Any help will be great.

Let

X1;X2; .......;Xn be a random sample from a distribution which has probability density function:

f(x; µ) = 2(µ^2)/[x^3]

with
µ <= x < infinity;

Find both the moment estimator and the maximum likelihood estimator of the parameter

µ.

Thanks

**matheagle** · May 4th 2009, 10:20 PM

The likelihood function is ${2^nu^{2n}\over \Pi_{i=1}^nx_i^3}I(X_{(1)}\ge u)$

Where that $X_{(1)}$ is the first order stat.
YOU do not differentiate this. You want the max wrt u.
The max occurs when u is as large as possible since u is in the numerator.
But the largest this can be is $X_{(1)}$ , otherwise you have ZERO for that indicator.
HENCE the MLE of u is $X_{(1)}$ .

AS for the MOM, I get 2u as the E(X), so get $\bar X=\hat E(X)$

or $\bar X=2\hat u$ or $\hat u=\bar X/2$ .

**aus_devoe** · May 5th 2009, 01:30 AM

Thanks, do you mind explaining how you got the likelihood function?

Also for the MOM how did you arrive at 2u for E(X)?

Cheers.

**downdown** · May 6th 2009, 09:08 PM

Originally Posted by matheagle

The likelihood function is ${2^nu^{2n}\over \Pi_{i=1}^nx_i^3}I(X_{(1)}\ge u)$

Where that $X_{(1)}$ is the first order stat.
YOU do not differentiate this.

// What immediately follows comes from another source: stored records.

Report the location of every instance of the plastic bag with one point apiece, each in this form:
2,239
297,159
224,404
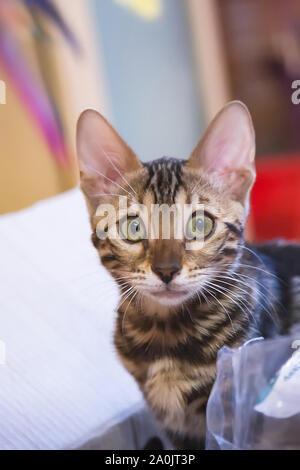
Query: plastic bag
255,401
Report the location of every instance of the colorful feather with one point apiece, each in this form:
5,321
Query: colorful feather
51,12
31,90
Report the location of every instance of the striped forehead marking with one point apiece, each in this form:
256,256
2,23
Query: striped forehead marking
165,178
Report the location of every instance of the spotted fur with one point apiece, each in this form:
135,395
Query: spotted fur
236,292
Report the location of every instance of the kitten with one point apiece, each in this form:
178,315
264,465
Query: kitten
179,306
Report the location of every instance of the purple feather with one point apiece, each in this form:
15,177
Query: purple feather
50,10
32,94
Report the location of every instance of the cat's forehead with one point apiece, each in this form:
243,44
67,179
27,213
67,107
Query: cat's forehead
169,180
165,179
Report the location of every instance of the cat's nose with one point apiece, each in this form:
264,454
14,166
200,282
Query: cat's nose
166,272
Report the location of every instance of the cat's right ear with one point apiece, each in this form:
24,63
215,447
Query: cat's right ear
104,158
227,151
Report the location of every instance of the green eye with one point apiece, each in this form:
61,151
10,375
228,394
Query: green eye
133,229
199,226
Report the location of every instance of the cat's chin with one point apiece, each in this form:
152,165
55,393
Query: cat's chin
168,297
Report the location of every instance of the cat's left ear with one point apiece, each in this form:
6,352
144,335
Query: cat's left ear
104,158
227,150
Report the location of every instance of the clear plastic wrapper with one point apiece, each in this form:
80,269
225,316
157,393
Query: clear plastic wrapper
255,401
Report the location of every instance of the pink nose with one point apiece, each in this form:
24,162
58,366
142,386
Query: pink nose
166,272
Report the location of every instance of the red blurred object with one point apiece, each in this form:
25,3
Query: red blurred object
275,210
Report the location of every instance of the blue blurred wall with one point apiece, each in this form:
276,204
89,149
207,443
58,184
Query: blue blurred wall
150,74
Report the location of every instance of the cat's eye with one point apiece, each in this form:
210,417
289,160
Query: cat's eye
199,226
132,229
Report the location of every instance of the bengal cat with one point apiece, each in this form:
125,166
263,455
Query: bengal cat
178,305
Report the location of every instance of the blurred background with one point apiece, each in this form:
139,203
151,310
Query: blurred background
159,70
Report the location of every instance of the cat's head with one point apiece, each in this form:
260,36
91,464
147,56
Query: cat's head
218,175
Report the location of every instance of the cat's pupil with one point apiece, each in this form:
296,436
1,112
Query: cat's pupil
199,224
135,226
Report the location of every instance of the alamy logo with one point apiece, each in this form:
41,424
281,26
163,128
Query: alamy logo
296,344
2,92
2,353
296,95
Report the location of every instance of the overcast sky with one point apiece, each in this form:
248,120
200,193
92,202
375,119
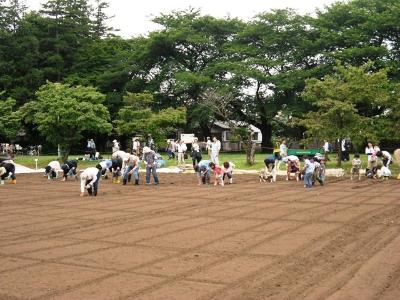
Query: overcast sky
133,18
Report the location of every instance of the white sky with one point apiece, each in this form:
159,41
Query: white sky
133,18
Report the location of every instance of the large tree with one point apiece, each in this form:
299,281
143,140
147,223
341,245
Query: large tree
63,114
137,118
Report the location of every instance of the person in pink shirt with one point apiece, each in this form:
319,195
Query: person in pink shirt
218,173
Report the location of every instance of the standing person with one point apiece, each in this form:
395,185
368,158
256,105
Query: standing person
90,181
116,168
52,169
136,146
209,147
7,170
181,149
196,154
171,149
386,158
369,151
218,174
69,169
105,165
327,149
215,148
308,170
150,160
131,167
115,146
228,171
203,171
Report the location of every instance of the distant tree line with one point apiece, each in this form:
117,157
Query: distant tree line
283,70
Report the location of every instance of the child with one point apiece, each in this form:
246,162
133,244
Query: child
203,172
228,171
293,166
90,181
356,166
105,165
308,170
270,165
69,169
218,173
7,170
52,169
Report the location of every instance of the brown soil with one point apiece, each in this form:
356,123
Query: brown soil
249,240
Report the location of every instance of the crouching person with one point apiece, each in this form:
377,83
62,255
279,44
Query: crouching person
7,171
203,172
131,167
90,181
52,169
69,169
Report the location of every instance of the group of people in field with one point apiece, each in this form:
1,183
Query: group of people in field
123,166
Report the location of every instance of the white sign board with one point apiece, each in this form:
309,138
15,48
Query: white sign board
187,138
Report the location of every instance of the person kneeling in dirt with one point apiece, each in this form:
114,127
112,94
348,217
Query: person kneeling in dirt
105,165
203,172
7,171
52,169
69,169
90,181
218,174
131,167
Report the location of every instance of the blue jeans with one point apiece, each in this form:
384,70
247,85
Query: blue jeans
135,173
308,179
151,170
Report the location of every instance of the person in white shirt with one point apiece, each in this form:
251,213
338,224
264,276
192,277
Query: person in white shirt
52,169
90,181
115,146
136,146
228,171
131,167
181,149
215,148
196,154
369,151
386,158
208,147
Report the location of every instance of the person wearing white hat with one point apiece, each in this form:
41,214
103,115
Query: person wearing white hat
52,169
90,180
7,170
150,160
115,146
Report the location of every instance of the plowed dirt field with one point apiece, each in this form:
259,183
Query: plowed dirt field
248,240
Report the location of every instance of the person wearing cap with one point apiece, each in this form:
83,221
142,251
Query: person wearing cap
115,146
7,170
90,180
52,169
203,172
69,169
105,165
150,160
131,167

You want the max wrt u.
The max occurs when u is as large as possible since u is in the numerator.
But the largest this can be is $X_{(1)}$ , otherwise you have ZERO for that indicator.
HENCE the MLE of u is $X_{(1)}$ .

AS for the MOM, I get 2u as the E(X), so get $\bar X=\hat E(X)$

or $\bar X=2\hat u$ or $\hat u=\bar X/2$ .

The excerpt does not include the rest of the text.